This post was prepared by Brian E. O’Neill, Esq. of Eckert Seamans.
The Delaware Court of Chancery denied a motion to dismiss two claims in a derivative action, finding pre-suit demand futility was established because the allegations of knowing violation of a federal regulation by the defendant directors sufficiently alleged bad faith conduct. In Kandell v. Niv, C.A. No. 11812-VCG (Del. Ch. Sept. 29, 2017), plaintiff, a stockholder of FXCM, Inc., brought a derivative claim against the directors of FXCM for their alleged mismanagement of the corporation and a drastic decline in its valuation. More specifically, the plaintiff alleged that the directors embraced a business model premised on pervasive violation of a federal regulation of the Commodity Futures Trading Commission (“CFTC”).

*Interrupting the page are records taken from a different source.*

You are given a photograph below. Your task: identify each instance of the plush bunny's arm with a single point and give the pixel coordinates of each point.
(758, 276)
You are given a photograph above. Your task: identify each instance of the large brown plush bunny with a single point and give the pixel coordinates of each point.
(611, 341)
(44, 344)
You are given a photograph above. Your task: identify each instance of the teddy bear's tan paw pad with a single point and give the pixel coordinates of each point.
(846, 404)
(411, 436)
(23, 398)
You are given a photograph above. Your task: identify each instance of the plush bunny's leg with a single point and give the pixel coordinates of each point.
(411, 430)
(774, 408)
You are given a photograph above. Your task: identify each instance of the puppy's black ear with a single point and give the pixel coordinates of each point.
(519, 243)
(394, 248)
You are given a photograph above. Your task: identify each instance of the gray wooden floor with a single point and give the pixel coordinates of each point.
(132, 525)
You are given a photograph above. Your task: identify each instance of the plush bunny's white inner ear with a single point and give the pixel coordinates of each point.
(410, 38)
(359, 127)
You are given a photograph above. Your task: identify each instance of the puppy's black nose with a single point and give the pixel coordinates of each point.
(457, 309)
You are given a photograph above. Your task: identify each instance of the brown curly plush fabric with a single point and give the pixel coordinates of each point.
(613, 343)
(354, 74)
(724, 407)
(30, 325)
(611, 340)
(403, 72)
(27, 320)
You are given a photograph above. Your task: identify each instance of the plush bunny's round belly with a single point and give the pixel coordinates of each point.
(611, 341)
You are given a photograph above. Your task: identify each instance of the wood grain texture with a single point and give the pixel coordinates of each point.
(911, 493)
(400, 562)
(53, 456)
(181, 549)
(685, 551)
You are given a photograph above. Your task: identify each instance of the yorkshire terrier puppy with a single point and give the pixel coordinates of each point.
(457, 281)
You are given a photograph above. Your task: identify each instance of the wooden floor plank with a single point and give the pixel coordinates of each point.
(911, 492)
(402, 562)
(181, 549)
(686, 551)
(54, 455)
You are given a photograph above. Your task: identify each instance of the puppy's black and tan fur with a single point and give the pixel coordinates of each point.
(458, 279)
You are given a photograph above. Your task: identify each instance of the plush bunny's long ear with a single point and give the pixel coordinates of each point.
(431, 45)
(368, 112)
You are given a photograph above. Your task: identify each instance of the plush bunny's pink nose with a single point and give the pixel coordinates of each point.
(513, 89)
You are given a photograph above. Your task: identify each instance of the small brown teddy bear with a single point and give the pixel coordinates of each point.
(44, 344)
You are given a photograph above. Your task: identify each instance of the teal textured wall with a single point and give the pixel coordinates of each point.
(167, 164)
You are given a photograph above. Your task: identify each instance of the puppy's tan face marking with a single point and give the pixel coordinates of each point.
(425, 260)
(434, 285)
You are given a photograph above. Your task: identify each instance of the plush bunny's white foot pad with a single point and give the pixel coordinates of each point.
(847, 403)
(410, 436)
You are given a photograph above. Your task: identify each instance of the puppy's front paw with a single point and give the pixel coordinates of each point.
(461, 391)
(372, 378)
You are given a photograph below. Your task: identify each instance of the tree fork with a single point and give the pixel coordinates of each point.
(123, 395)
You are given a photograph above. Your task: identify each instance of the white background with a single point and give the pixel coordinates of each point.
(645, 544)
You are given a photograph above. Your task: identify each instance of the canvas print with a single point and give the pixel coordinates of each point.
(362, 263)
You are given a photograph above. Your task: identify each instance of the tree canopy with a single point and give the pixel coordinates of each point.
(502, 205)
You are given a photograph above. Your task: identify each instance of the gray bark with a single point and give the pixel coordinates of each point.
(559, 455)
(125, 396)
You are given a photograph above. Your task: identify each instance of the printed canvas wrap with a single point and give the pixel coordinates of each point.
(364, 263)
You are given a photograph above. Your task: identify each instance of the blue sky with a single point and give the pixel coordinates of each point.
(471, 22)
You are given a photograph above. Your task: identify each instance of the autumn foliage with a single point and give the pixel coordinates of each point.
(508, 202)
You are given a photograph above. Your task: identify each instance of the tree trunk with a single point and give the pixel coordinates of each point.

Background: FXCM is an online foreign currency exchange platform that affords its retail and institutional customers the opportunity to engage in often highly leveraged speculative and hedging transactions. FXCM touted to potential customers that they would not be held accountable for any losses in excess of the amounts invested. This promise directly violated a regulation of the CFTC, which prohibited an entity under CFTC jurisdiction from guaranteeing customers immunity from losses in excess of their cash investment.
FXCM experienced substantial losses as a result of the foreign currency exchange “Flash Crash” of early 2015. FXCM’s losses led to its need to accept a loan with onerous terms in order to survive as a going concern.
The plaintiff filed a derivative action in Chancery asserting that the defendant FXCM directors breached their fiduciary duties, committed waste with respect to corporate assets, and unjustly enriched themselves. The plaintiff did not make a pre-suit demand upon the board of directors, and asserted that such demand would be futile. The defendants moved to dismiss the complaint on the grounds that demand should not be excused under the Rales test.
Analysis: The Court noted that the Rales test applied to the challenged transactions at issue. Under the familiar Rales test, a plaintiff must allege particularized facts to establish a reasonable doubt that the board could have exercised its independent and disinterested business judgment if the plaintiff had made a demand.
The plaintiff argued that demand would have been futile because the board pursued a business model in direct contravention of a federal regulation. The plaintiff did not assert that the directors were interested in or lacked independence with respect to the acts in violation of the CFTC regulation, but instead asserted that the directors “face[d] a substantial likelihood of liability because they violated the duty of loyalty by allowing or causing the Company to become a lawbreaker.”
The Court noted that “[w]here directors intentionally cause their corporation to violate positive law, they act in bad faith; this state does not ‘charter lawbreakers.’” The Court went on to hold that the allegations sufficiently demonstrated the threat of personal liability for the directors, and therefore rendered them incapable of disinterestedly evaluating a litigation demand. Accordingly, the Court ruled that pre-suit demand was excused with respect to the claims premised on violation of the CFTC regulation.
Take away: Recognizing the unusual facts before the Court, Vice Chancellor Glasscock noted that “I pause to emphasize that this case presents a highly unusual set of facts: a Delaware corporation with a business model allegedly reliant on a clear violation of a federal regulation; a situation of which I can reasonably infer the Board was aware.”